Sie können den Zugriff auf die Verwaltungsdienste der Sophos Firewall aus benutzerdefinierten und Standardzonen mithilfe der lokalen Dienst-ACL (Zugriffskontrollliste) steuern.

Lokale Dienste sind Verwaltungsdienste, die speziell für den internen Betrieb der Sophos Firewall erforderlich sind, wie z. B. Web-Administrations- und CLI-Konsolen sowie Authentifizierungsdienste. Sie können den Zugriff auf lokale Dienste zulassen oder blockieren. Verwaltung > Gerätezugriff.

• Aktivieren Sie die Kontrollkästchen, um den Zugriff auf diese Dienste aus verschiedenen Zonen zu ermöglichen. Weitere Informationen zu den Diensten finden Sie unter Zugang zu lokalen Dienstleistungen aus den Zonen.
• Um nur bestimmten Hosts und Netzwerken den Zugriff auf die Dienste zu erlauben, scrollen Sie nach unten zu „Lokale Dienst-ACL-Ausnahmeregel“ und klicken Sie auf „Hinzufügen“.

Lokale Dienst-ACL: So funktioniert der Gerätezugriff

Für lokale Dienstleistungen gelten folgende Bedingungen:

• Der Datenverkehr zu diesen Diensten lässt sich nicht über Firewall-Regeln steuern. Dies ist nur über eine Firewall möglich. Verwaltung > Gerätezugriff.

• Für benutzerdefinierte Zonen können Sie den Zugriff auch zulassen oder blockieren von Netzwerk > Zonen.

• Um auf einen lokalen Dienst zuzugreifen, der sich im selben Subnetz, derselben Zone oder Schnittstelle wie ein Host befindet, müssen Sie die Zone auswählen. Wenn Sie beispielsweise vom LAN-Bereich aus auf den DNS-Dienst zugreifen und die Sophos Firewall als DNS-Server fungiert, müssen Sie für DNS „LAN“ auswählen.

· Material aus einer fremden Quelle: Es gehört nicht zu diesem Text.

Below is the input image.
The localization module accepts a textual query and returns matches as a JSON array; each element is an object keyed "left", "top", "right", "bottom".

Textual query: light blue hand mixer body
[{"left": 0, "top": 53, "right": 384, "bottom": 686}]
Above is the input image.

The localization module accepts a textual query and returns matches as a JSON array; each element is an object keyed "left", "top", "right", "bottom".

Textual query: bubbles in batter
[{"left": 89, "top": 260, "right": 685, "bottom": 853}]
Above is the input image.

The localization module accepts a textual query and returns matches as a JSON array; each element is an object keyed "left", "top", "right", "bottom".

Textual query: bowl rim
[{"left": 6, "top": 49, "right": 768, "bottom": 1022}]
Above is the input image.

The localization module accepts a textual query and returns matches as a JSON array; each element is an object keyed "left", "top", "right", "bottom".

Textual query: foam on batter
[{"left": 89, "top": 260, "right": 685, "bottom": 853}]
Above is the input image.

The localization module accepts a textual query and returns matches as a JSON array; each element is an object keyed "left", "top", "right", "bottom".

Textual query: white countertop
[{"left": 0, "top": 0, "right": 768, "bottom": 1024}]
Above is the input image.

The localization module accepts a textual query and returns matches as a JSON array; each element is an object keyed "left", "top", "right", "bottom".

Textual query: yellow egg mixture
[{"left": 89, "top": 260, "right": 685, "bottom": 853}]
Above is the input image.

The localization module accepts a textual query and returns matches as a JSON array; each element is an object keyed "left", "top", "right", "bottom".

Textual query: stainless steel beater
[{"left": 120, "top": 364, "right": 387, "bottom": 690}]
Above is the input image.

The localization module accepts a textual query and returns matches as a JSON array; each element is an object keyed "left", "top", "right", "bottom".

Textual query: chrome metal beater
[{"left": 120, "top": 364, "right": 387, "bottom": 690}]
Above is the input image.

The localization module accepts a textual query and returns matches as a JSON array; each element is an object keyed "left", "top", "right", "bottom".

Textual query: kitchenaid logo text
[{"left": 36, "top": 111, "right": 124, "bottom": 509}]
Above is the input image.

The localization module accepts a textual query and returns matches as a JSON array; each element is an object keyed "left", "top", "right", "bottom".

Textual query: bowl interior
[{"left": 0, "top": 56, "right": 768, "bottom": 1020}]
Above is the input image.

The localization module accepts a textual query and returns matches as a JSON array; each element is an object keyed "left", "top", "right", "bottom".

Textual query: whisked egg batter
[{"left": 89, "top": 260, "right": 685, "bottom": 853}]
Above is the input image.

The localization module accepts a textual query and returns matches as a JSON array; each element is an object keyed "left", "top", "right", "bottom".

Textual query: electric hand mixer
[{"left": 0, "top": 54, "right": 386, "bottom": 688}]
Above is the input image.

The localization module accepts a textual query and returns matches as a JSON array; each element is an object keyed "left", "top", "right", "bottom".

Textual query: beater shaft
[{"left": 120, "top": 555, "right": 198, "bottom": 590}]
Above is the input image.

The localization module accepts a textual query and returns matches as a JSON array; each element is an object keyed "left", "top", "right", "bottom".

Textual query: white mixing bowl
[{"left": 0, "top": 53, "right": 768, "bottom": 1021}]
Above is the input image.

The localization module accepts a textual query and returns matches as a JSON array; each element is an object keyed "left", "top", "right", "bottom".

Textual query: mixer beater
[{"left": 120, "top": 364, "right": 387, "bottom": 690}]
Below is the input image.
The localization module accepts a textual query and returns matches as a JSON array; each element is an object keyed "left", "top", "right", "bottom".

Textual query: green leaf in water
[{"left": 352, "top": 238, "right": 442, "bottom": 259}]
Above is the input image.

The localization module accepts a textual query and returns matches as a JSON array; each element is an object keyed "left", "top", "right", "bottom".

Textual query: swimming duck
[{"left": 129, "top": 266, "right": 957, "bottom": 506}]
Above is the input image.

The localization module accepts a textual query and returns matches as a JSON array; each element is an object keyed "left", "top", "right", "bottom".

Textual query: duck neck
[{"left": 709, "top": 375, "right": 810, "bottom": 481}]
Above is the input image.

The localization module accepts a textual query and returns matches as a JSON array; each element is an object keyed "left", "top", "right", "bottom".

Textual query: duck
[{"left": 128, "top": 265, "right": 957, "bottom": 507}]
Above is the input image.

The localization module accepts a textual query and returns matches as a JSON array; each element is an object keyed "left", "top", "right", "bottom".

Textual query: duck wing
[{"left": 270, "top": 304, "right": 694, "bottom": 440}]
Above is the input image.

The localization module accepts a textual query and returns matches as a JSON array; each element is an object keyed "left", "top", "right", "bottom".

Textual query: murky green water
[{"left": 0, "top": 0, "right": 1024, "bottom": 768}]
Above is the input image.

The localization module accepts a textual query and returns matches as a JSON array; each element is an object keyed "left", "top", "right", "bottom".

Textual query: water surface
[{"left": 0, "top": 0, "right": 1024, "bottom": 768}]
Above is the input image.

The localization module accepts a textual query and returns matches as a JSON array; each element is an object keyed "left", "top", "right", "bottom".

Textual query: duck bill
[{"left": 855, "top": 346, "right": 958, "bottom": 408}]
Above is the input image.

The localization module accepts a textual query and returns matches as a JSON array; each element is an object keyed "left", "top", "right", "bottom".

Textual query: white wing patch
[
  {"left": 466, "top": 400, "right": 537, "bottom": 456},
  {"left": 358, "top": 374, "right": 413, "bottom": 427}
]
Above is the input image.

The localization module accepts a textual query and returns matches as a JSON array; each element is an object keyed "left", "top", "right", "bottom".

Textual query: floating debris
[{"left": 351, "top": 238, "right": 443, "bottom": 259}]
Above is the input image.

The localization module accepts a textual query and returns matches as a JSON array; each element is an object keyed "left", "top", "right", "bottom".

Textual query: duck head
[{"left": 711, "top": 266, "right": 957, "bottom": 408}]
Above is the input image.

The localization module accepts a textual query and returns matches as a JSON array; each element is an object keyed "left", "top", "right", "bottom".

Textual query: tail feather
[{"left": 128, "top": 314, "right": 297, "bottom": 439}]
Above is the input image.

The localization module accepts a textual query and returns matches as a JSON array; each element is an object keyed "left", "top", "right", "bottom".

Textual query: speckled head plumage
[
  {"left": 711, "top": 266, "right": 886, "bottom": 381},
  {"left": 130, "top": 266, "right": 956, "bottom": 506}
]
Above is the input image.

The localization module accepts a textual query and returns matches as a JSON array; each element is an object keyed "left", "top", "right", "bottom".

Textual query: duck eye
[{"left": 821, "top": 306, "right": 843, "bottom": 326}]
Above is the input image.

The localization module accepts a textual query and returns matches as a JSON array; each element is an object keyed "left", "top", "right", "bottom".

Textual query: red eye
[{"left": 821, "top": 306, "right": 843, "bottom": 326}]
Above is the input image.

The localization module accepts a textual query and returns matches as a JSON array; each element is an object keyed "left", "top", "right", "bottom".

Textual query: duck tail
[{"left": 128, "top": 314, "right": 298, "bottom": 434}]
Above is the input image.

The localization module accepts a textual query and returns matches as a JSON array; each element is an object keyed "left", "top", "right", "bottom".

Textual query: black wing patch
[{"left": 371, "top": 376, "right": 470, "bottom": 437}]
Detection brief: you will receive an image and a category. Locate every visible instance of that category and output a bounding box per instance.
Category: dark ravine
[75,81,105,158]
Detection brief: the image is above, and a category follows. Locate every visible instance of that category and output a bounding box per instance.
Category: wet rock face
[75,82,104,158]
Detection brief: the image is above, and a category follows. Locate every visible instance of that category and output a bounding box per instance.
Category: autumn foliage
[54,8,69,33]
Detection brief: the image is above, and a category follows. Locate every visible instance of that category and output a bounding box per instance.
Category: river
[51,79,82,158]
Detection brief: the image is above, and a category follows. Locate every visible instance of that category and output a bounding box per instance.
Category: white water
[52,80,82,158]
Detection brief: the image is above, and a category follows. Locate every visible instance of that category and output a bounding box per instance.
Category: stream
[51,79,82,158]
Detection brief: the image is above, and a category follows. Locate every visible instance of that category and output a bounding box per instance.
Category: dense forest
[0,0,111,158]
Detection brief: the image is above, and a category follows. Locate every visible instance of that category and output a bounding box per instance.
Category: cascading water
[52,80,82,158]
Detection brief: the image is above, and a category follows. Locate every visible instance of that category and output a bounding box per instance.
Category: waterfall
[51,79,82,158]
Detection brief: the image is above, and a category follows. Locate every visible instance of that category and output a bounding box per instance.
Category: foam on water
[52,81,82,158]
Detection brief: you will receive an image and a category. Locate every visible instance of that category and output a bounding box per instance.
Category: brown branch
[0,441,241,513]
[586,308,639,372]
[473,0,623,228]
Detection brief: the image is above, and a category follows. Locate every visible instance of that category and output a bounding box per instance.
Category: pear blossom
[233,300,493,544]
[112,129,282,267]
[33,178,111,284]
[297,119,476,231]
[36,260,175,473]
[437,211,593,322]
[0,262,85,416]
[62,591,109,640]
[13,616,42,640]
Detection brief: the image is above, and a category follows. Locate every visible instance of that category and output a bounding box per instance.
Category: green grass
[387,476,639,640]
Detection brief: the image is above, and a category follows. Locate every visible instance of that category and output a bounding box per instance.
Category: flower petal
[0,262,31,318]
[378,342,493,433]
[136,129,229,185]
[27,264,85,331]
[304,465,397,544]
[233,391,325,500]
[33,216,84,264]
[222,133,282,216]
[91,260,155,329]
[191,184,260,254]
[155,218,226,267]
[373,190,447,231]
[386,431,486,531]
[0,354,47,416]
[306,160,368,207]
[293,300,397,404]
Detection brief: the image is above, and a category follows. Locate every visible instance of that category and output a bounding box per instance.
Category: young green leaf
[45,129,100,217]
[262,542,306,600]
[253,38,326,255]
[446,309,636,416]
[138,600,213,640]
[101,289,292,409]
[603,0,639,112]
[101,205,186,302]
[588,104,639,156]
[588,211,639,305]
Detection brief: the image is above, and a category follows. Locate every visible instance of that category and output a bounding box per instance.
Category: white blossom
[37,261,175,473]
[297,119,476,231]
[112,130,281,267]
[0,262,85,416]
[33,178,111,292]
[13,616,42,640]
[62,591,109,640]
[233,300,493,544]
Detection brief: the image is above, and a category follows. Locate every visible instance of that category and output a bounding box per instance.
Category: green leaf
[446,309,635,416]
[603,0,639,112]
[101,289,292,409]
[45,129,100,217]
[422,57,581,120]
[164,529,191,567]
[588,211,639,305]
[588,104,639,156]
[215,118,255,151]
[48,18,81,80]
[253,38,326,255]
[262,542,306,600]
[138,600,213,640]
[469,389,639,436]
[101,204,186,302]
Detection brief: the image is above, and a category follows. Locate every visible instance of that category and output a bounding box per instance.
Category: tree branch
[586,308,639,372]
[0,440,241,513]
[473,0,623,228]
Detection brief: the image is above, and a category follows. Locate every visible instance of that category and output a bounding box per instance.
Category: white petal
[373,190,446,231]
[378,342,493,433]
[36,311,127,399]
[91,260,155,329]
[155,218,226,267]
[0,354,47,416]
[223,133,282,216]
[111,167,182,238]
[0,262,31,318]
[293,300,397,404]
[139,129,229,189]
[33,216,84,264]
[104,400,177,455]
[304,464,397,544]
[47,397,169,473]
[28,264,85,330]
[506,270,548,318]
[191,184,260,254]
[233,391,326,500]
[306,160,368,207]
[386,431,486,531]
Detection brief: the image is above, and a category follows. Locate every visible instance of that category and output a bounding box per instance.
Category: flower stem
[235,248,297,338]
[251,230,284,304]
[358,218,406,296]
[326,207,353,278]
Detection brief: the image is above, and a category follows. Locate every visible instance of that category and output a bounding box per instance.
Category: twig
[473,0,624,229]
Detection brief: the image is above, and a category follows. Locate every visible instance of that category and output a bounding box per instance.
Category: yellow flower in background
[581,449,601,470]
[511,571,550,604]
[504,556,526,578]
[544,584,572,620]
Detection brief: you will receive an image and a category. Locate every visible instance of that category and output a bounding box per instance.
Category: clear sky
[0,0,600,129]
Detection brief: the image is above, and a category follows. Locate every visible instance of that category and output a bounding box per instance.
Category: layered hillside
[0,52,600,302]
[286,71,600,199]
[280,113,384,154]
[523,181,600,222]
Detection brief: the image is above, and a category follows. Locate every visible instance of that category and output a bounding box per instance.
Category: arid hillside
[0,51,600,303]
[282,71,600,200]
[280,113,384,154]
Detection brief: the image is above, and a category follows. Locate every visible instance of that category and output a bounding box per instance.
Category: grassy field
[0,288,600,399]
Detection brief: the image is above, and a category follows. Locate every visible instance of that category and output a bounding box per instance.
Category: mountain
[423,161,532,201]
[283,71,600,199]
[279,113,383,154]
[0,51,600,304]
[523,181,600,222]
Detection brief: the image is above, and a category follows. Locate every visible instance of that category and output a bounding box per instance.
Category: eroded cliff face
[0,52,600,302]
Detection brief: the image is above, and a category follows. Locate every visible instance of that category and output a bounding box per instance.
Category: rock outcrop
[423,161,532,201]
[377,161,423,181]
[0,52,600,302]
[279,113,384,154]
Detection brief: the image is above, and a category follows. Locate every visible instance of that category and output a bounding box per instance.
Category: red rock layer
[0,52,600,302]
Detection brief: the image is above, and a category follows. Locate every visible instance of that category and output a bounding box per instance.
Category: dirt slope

• Für den Zugriff auf diese Dienste werden die Standardports verwendet, und die Ziel-IP-Adresse ist auf die Sophos Firewall eingestellt.
• Sie können die Standardports einiger Dienste, wie z. B. SSL-VPN und Benutzerportal, auf den entsprechenden Einstellungsseiten ändern. Wenn Sie die Ports ändern, empfehlen wir, den SSL-VPN-Port nicht für andere Dienste zu verwenden. Dadurch wird der Zugriff auf Dienste aus Zonen ermöglicht, die Sie hier deaktiviert haben. Siehe SSL-VPN-Port.
• Wenn der Webproxy der Firewall konfiguriert ist, werden die HTTP- und HTTPS-Anfragen vom Webproxy intern gesendet und stammen nicht aus einer Zone, sodass Sie diese Anfragen nicht steuern können. Verwaltung > Gerätezugriff: Dies bedeutet, dass Benutzer mit Zugriff auf den Webproxy in jeder Zone Verbindungen zu HTTP- und HTTPS-Diensten wie der Web-Administrationskonsole, dem Captive Portal, dem VPN-Portal und dem Benutzerportal herstellen können, selbst wenn diese Dienste für die Zone, von der aus die Benutzer darauf zugreifen, nicht aktiviert sind.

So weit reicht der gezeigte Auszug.